Shameful: Professor Jamie Woodward stands next to a drainpipe in the River Tame

The scientist credited with exposing water companies for illegally dumping untreated sewage into rivers accused regulators this weekend of being “asleep at the wheel”.

Jamie Woodward, professor of physical geography at the University of Manchester, said the £168m fine imposed last week on three water companies – Thames, Yorkshire and Northumbrian – for failing to stop repeated discharges of untreated effluent into waterways was “cash in the mouth” compared with the huge dividends they had paid to shareholders.

The academic added that Ofwat had failed to act until last week despite knowing about the illegal dumping of wastewater “for years”.

Water companies are only allowed to dump untreated wastewater into rivers in exceptional circumstances, such as after heavy rain.

According to the Environment Agency (EA), wastewater discharged by water companies into England’s rivers and seas doubled last year to a total of 3.6 million hours. It is not known how many of the 464,000 discharges from stormwater overflow pipes occurred illegally on dry days, as water companies are not required to report any links between discharges and the weather.

Woodward’s groundbreaking research linked huge amounts of microplastics found in a local riverbed near Manchester to untreated sewage discharged outside permitted conditions.

Microplastics are tiny particles found in everyday items, such as synthetic clothing or wet wipes, that enter the wastewater system when they are washed or disposed of.
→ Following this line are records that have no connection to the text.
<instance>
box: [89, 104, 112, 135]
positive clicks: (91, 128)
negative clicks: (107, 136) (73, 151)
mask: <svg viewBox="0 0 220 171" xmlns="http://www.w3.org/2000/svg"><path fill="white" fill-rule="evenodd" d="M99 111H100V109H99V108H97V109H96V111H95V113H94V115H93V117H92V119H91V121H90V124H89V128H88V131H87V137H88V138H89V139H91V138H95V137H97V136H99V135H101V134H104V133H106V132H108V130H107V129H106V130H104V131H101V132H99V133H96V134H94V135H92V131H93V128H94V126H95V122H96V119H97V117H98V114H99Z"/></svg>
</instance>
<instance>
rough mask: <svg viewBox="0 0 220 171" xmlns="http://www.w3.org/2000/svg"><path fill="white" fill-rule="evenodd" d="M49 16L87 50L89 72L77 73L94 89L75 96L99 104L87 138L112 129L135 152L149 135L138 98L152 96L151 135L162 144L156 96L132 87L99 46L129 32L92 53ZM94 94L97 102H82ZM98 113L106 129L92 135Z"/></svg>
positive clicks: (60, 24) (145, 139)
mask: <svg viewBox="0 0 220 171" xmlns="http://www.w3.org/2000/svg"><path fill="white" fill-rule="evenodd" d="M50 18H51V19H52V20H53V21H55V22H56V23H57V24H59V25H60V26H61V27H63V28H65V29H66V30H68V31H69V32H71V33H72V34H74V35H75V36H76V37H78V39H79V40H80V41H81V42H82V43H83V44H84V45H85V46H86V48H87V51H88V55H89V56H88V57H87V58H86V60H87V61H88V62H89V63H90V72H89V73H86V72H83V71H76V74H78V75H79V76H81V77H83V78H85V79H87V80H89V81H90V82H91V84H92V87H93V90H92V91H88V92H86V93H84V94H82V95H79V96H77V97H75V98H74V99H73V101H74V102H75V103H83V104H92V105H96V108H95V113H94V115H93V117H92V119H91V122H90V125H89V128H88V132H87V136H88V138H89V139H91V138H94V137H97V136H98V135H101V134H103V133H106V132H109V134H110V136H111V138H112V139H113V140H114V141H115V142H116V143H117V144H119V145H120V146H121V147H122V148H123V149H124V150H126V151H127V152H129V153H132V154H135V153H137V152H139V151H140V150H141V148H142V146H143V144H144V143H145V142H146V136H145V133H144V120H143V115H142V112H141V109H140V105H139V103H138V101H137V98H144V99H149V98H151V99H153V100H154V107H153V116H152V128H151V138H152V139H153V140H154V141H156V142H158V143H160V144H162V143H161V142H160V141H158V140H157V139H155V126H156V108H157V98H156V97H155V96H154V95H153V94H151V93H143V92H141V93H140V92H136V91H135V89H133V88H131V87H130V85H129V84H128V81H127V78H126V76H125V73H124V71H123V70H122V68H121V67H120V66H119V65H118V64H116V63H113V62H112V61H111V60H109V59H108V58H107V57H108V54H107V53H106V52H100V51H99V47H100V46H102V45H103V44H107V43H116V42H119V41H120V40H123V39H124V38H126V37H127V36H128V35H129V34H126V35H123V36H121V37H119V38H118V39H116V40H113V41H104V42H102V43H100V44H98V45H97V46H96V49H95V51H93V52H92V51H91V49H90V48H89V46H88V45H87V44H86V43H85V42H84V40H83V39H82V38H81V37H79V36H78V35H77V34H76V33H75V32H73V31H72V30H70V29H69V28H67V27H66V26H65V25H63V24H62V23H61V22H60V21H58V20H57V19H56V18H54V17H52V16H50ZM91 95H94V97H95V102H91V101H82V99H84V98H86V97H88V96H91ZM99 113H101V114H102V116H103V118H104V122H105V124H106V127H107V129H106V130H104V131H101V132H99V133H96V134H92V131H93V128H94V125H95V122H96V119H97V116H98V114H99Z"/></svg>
They are harmful to aquatic life, but existing wastewater treatment processes can remove the vast majority of them. The fragments that settle on river beds are usually washed out to sea after floods.

Their presence therefore implies that there has been a spillage of raw sewage on dry days, when it is illegal to do so. Woodward and his team from the university’s geography unit found huge concentrations of microplastics in the River Tame beneath sewage treatment plants operated by United Utilities, the local water monopoly, even when there had been no rain. The presence of these microplastic hotspots, which can form in dry weather and at low flow rates, “provides very clear evidence that raw sewage is routinely being discharged outside the conditions permitted by EA permits,” Woodward told his colleagues investigating the scandal.

In addition to the three fined last week, eight other companies are under scrutiny for sewage spills after Ofwat recently expanded its investigation to include four more suppliers, including United Utilities and Severn Trent.

“Regulators should have done what we were doing,” Woodward told the Mail on Sunday.

‘Instead, water companies have been reporting[wastewater spills]themselves, actually grading their own work, while regulators simply mark it as done.

“Ofwat and the Environment Agency have fallen asleep at the wheel. What on earth have they been doing for the last ten years?”

Information on the date and time of wastewater discharges is not yet available in a uniform format. It should be available later this year as a single national live feed. Regulators also do not record the volume of wastewater discharges.

“We need full transparency, but the water companies have tried to put the brakes on it,” Woodward said. Experts say regulators have had their budgets to oversee water companies cut since 2010 and the money has gone to improving flood defenses.

Ofwat said it shared “public anger at the environmental performance of water companies”.

A spokesman said: “Our investigations into the remaining companies are continuing and where we find failings we will act.” United Utilities said treated wastewater and stormwater were a “pathway for microplastics” but there were “many other sources” of plastic waste which are part of “a wider societal problem”.

The EA said it first became aware of the scale of non-compliance in 2021 due to increased monitoring.

“Since 2015 we have completed 61 prosecutions against water and sewerage companies for pollution offences, resulting in fines of more than £150m,” a spokesman said.